Benoît XVI a toujours combattu l’idée d’une rupture doctrinale dans l’Église catholique avec le concile Vatican II. Ce dernier a surtout développé une doctrine du Christ-Roi renvoyant aux fins dernières, à l’eschatologie comme vous le dites justement dans votre question. Le Concile n’a pas pour autant ignoré Quas Primas. Je le rappelle dans les pages 55 à 63 de ma brochure en citant des textes conciliaires. Je cite le paragraphe 11 de Dignitatis humanæ et Gaudium et spes en son paragraphe 39. Cela dit, je reconnais que l’on n’a pas tenu assez compte de cette « continuité » dans l’Église quand on prêchait le Christ-Roi. Que Benoît XVI, le pape de la continuité, ait choisi cette fête pour clore l’Année de la foi 2012-2013 ne peut que signifier le lien indissoluble entre Quas Primas et Vatican II et redonner à cette fête toute sa plénitude et par conséquent la restaurer. Il faudrait bien sûr tirer les conclusions qui s’imposent pour les hymnes, paroles et musique. Il existe encore de bons poètes et musiciens chrétiens qui ne pourraient qu’être inspirés par cette fête restaurée. Miracle de l’Église !

Comment conciliez-vous le droit à la liberté religieuse de Vatican II avec les exigences politiques et sociales contenues dans Quas Primas ?

Votre dernière question est la plus difficile et demanderait un très long développement. Pour être aussi clair que possible, je me dois de dire en préalable que l’on a abusé de ce texte tant chez ses détracteurs que chez ceux qui prétendaient le défendre. Dès le paragraphe 1, il est clairement dit que la question est posée et développée dans le cadre très précis des relations des individus avec la société, et de ce fait ce sont les États qui sont visés. Le Concile ne prône pas la liberté religieuse au sein de l’Église catholique. Chaque catholique est tenu d’obéir au magistère. Et en rappelant le combat de Pie XI pour la liberté des consciences et non pas la liberté de la conscience comme il aimait à le rappeler, Dignitatis humanæ peut et doit être lue dans la continuité de l’enseignement de ce grand pape.
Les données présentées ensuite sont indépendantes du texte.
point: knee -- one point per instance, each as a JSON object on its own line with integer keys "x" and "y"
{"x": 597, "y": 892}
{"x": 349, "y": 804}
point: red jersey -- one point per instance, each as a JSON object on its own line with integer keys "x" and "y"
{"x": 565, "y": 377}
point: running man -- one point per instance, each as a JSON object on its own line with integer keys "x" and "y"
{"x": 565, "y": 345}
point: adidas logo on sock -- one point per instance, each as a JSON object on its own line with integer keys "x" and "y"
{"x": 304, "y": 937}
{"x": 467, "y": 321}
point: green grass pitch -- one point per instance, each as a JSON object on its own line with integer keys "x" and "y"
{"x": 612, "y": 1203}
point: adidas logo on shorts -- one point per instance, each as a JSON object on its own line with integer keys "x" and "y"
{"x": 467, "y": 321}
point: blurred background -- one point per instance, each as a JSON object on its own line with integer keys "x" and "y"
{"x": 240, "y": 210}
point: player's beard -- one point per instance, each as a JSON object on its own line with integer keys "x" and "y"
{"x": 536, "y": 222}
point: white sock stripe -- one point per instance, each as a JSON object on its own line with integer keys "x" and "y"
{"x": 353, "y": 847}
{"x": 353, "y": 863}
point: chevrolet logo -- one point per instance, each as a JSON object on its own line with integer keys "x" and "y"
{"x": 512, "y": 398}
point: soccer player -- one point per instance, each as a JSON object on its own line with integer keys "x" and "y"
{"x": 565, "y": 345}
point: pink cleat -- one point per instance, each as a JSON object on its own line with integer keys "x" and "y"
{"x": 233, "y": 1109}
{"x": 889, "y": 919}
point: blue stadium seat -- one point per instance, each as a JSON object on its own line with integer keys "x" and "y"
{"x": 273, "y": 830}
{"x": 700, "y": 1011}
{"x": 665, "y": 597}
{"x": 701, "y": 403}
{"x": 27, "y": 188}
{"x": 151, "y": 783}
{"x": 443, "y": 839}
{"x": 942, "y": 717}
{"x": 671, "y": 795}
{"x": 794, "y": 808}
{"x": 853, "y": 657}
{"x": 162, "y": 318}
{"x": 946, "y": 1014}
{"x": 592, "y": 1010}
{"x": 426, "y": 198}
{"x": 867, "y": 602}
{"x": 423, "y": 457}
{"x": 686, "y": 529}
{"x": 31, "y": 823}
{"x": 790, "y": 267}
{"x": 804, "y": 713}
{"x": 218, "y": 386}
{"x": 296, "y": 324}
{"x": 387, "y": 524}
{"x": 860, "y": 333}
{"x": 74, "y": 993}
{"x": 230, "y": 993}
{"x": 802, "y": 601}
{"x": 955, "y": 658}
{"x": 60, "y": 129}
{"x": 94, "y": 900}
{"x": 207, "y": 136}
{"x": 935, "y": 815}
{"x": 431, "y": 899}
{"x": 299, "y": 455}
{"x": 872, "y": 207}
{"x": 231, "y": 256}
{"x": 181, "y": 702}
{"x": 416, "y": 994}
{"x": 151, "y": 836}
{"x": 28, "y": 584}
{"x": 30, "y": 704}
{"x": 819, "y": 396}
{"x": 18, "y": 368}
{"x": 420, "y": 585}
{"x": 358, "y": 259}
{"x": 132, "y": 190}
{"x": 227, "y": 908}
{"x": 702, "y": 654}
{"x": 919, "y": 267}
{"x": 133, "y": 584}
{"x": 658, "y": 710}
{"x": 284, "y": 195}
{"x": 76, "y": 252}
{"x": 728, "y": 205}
Voir page 23 de ma brochure une citation de Pie XI de l’encyclique du 29 juin 1931 Non abbiamo bisogno, rédigée en italien contre les prétentions du régime fasciste à embrigader la jeunesse. Le pape parle de liberté des consciences contre ce totalitarisme et peut-être aurons-nous à utiliser ce texte contre Vincent Peillon à moins que le Pape François ne produise une encyclique en français. Dignitatis humanæ dit la même chose au paragraphe 3 :

« C’est donc faire injure à la personne humaine et à l’ordre même établi par Dieu pour les êtres humains que de refuser à l’homme le libre exercice de la religion sur le plan de la société, dès lors que l’ordre public juste est sauvegardé ».

Le deuxième chapitre concernant la liberté religieuse à la lumière de la révélation ne signifie pas non plus que l’Église admet le droit à l’erreur. Enseignant la vérité qui est en Jésus-Christ seul elle ne peut bien évidemment reconnaître aucun droit à l’erreur. Elle réprouve simplement la contrainte en demandant de prendre pour modèle Jésus et ses apôtres. La coercition qu’elle ne s’autorise pas, elle ne la demande pas non plus à l’État afin d’éviter tout abus. Le texte conciliaire exprime avec d’autres mots ce que voulait le cardinal Pie que l’on peut considérer comme un père spirituel de Quas Primas. Pour lui, dans les années 1870, le rétablissement du règne du Christ en rendant sa primauté à la religion catholique en France ne voulait pas dire qu’il fallait interdire les autres cultes.

Je cite une de ses conclusions sur ce sujet page 52 de ma brochure « les autres cultes jouiront de toutes les garanties assurées par la foi ». Et non pas la loi, remarquez la différence ! C’est dans la foi chrétienne elle-même qu’il fonde la tolérance, tout comme Louis XVI en 1787. Alors que Napoléon Ier la fondait lui, sur son indifférence religieuse. Sur ce point capital Dignitatis humanæ est fidèle au cardinal Pie que l’on ne saurait taxer de modernisme ! Et c’est cette pensée qui, je le répète, inspirera Quas Primas.

J’invite aussi à relire le paragraphe 15 de la déclaration conciliaire qui replace très clairement la revendication de la liberté religieuse dans la confrontation avec certains États. Ce texte fut signé par Paul VI le 7 décembre 1965 et le rideau de fer existait toujours.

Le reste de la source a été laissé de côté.